ANATOMIA DA INTIMIDADE FEMININA

- Vulva: se divide em grandes e pequenos lábios.
- Grandes lábios: parte externa, onde estão os pêlos
- Pequenos lábios: localiza-se abaixo da vulva. São mais finos e protegem a entrada da vagina, também chamada de intróito vaginal.
- Intróito vaginal: onde fica localizado o hímen, que quando se rompe deixa resquícios chamados de carúnculas.
- Vagina: canal que se estende da vulva ao colo do útero.
- Colo do útero: localiza-se no fim da vagina.
- Assoalho pélvico: conjunto de músculos que se localizam na região inferior da pélvis, que sustenta todos os órgãos pélvicos, favorece a continência do ânus e da uretra e aumenta o prazer nas relações sexuais. Também principal grupo muscular da região do períneo.

(Fonte: Frederico Perboyre, ginecologista)

 

PROBLEMAS QUE ATINGEM A SAÚDE DA MULHER

Gonorréia
Infecção causada por uma bactéria. Na mulher tem aspecto clínico variado desde formas quase sem sintomas até vários tipos de corrimento amarelados e com odor forte na vagina (vaginite) e uretra. A infecção não tratada avança para trompas e útero.
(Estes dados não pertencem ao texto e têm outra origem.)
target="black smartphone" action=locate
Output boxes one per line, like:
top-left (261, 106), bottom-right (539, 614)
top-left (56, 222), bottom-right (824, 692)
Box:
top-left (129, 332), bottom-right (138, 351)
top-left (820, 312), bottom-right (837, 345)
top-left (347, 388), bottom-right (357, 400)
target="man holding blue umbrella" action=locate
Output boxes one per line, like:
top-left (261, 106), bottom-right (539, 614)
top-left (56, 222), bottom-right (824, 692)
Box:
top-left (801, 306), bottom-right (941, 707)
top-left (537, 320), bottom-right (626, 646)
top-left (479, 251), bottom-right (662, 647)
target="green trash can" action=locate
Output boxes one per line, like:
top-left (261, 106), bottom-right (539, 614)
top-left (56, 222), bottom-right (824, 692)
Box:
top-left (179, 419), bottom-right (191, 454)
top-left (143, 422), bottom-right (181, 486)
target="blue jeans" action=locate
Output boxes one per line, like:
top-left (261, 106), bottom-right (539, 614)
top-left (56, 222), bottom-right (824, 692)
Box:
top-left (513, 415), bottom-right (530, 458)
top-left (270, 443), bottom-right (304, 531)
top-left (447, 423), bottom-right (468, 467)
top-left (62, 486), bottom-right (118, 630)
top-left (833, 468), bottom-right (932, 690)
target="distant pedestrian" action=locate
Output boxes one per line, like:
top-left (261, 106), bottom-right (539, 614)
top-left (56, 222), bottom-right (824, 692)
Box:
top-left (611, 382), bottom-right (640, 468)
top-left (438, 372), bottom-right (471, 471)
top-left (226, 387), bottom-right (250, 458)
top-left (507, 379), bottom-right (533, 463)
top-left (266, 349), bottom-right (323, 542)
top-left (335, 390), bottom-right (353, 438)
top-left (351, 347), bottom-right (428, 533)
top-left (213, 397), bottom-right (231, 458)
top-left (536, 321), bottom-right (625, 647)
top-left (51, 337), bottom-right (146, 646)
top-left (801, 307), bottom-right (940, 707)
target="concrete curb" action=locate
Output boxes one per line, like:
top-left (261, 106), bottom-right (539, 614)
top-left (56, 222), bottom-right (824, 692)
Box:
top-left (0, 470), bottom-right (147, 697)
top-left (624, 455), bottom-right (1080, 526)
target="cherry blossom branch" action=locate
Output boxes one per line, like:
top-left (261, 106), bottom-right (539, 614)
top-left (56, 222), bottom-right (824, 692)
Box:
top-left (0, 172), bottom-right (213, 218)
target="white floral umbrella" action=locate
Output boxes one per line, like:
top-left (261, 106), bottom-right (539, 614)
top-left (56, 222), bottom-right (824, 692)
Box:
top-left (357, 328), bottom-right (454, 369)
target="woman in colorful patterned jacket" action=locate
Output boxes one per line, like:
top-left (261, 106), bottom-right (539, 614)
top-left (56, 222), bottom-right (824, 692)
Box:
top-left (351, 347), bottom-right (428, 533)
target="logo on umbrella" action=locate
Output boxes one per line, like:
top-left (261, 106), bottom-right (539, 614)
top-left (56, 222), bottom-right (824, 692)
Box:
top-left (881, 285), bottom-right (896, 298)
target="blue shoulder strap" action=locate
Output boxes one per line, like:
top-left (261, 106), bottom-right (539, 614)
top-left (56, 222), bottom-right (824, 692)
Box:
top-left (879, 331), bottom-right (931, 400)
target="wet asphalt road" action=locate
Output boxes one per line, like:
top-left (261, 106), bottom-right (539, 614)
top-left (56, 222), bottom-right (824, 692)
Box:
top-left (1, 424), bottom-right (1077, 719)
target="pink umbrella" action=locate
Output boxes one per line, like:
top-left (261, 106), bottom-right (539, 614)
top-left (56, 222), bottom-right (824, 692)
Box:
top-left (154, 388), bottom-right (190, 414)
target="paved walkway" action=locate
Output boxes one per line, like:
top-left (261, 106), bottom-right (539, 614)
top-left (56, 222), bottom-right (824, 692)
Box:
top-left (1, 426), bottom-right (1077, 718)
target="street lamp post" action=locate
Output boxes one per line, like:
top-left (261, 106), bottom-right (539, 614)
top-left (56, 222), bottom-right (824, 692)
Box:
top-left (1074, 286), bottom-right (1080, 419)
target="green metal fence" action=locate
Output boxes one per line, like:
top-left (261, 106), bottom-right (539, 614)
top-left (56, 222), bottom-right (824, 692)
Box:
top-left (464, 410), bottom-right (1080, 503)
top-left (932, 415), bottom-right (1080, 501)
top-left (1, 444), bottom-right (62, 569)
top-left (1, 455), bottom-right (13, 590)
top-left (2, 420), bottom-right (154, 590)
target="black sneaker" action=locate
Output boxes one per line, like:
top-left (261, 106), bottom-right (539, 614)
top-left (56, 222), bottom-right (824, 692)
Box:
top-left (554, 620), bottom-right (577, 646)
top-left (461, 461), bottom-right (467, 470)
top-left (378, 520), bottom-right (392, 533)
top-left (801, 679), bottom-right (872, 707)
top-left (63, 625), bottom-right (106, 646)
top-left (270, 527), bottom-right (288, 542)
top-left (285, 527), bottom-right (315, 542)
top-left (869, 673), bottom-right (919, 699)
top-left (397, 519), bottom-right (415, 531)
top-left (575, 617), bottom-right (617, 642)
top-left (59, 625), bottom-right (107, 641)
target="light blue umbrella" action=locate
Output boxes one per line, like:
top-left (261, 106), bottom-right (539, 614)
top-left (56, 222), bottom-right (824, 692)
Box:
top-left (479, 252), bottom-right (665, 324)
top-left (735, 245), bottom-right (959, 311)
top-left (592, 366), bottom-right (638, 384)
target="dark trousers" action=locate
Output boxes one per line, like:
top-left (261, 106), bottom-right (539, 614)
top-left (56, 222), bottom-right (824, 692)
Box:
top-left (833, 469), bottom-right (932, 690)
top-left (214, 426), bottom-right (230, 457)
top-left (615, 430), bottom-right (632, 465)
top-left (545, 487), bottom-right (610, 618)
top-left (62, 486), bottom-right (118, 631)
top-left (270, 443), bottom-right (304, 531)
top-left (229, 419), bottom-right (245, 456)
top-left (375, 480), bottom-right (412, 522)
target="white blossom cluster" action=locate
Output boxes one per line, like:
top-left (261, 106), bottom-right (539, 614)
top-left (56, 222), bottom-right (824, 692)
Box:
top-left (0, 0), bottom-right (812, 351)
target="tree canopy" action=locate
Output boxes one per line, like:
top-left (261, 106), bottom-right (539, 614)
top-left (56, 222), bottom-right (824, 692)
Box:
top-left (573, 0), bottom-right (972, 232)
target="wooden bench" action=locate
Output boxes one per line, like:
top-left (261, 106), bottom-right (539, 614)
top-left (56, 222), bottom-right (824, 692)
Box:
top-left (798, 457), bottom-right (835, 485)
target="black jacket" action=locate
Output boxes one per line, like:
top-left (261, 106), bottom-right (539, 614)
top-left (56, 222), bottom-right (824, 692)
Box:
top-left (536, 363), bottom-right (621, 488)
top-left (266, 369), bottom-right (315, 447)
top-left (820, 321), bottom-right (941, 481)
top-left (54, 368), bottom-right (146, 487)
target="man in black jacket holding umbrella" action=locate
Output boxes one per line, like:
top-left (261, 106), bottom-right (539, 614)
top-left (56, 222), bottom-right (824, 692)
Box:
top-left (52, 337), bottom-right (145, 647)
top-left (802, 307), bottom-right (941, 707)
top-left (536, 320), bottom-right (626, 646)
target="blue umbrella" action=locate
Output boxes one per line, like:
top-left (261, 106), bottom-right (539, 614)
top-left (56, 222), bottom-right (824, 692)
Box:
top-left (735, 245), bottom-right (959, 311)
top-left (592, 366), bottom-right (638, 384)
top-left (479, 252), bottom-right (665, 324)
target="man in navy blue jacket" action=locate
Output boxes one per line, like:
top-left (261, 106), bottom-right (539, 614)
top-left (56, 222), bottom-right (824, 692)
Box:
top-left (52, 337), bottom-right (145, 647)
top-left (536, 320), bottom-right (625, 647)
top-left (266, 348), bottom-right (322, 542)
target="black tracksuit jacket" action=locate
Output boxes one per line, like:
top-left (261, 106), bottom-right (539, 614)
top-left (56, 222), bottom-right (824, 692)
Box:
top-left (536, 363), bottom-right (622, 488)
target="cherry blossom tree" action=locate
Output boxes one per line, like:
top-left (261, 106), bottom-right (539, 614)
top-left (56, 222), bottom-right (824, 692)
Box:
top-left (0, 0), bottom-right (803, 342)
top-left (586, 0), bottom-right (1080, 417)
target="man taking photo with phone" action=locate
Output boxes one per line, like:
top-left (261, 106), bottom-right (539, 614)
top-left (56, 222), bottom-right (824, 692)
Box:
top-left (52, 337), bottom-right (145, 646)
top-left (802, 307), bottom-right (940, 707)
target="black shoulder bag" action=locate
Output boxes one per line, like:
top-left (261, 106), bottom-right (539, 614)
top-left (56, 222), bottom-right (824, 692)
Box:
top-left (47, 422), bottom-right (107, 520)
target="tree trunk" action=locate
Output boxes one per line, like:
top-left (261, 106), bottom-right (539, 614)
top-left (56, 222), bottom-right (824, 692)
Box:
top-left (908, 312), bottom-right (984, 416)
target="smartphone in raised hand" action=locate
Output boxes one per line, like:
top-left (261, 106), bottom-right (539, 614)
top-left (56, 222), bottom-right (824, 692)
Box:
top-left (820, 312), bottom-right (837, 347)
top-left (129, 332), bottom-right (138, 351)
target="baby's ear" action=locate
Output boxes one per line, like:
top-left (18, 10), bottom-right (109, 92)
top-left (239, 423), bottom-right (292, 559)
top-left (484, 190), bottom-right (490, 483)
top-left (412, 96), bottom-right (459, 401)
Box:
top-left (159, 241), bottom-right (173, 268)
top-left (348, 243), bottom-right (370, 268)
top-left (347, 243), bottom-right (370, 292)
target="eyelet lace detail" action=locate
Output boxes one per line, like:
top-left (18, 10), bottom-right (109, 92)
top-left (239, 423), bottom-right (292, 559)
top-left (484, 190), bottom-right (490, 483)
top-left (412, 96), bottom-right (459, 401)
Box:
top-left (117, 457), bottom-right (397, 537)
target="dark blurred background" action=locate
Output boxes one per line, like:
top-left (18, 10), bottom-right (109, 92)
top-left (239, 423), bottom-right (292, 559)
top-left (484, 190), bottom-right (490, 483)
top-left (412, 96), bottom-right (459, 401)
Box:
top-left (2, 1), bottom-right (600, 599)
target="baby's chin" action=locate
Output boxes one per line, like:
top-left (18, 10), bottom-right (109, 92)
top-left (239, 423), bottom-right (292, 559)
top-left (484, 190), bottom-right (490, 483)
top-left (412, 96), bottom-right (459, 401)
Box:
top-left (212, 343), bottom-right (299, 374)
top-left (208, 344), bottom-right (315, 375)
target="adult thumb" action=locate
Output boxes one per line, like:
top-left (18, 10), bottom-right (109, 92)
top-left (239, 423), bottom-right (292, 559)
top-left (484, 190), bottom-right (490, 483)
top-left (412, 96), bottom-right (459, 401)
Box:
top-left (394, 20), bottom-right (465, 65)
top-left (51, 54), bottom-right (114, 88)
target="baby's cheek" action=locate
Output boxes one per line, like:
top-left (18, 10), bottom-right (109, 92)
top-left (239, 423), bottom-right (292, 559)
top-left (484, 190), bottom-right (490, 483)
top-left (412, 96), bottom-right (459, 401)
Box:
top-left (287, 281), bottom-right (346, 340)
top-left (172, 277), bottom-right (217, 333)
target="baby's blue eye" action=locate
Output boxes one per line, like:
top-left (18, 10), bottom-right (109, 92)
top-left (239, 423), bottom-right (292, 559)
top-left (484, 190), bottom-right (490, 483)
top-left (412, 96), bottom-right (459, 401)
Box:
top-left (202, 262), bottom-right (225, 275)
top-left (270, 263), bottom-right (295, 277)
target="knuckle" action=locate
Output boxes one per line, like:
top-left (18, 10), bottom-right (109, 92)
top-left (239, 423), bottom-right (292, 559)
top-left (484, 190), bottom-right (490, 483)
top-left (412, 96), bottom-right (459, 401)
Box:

A mulher infectada transmite a doença para o filho durante o parto, podendo dar cegueira na infecção dos olhos do bebê.

Sífilis
É uma infecção causada por uma bactéria. No homem e na mulher, 20 a 30 dias após o contato sexual surgem uma pequena ferida (úlcera) nos órgãos genitais (pênis, vagina, colo do útero, reto). Essa úlcera também é chamada de cancro duro (que vem junto com gânglios na virilha) e ambos desaparecem em um mês, dando a falsa impressão de que a doença sarou. Surgem depois de um a dois meses manchas na pele (sífilis secundária), que pode progredir agredindo o sistema nervoso e o coração. As gestantes com sífilis podem ter abortamentos, natimortos ou fetos com problemas de má formação.

Cancro Mole ou Bubão
É causada por uma bactéria chamada Haemophilus ducrey. Neste caso, surgem várias feridas nos genitais (que são doloridas) e na virilha. A secreção dessas feridas podem contaminar diretamente, sem ter relações sexuais, outras pessoas e outras partes do corpo.

Tricomoníase
É causada pelo protozoário Trycomona vaginalis. Na mulher causa um corrimento amarelo, fétido, com cheiro típico, que pode causar irritação urinária. No homem passa despercebido, mas mesmo assim ele pode contaminar e ser contaminado pela mulher. O casal deve fazer o tratamento.

Herpes Genital
É causada por vírus. Em ambos os sexos surgem pequenas bolhas que se rompem e causam ardência ou queimação (mas, que cicatrizam sozinhas). Aparecem e desaparecem espontaneamente regulada por estresse ou ciclo menstrual. Não há cura definitiva. O contágio sexual só ocorre quando as bolhas estão no pênis, vagina ou boca.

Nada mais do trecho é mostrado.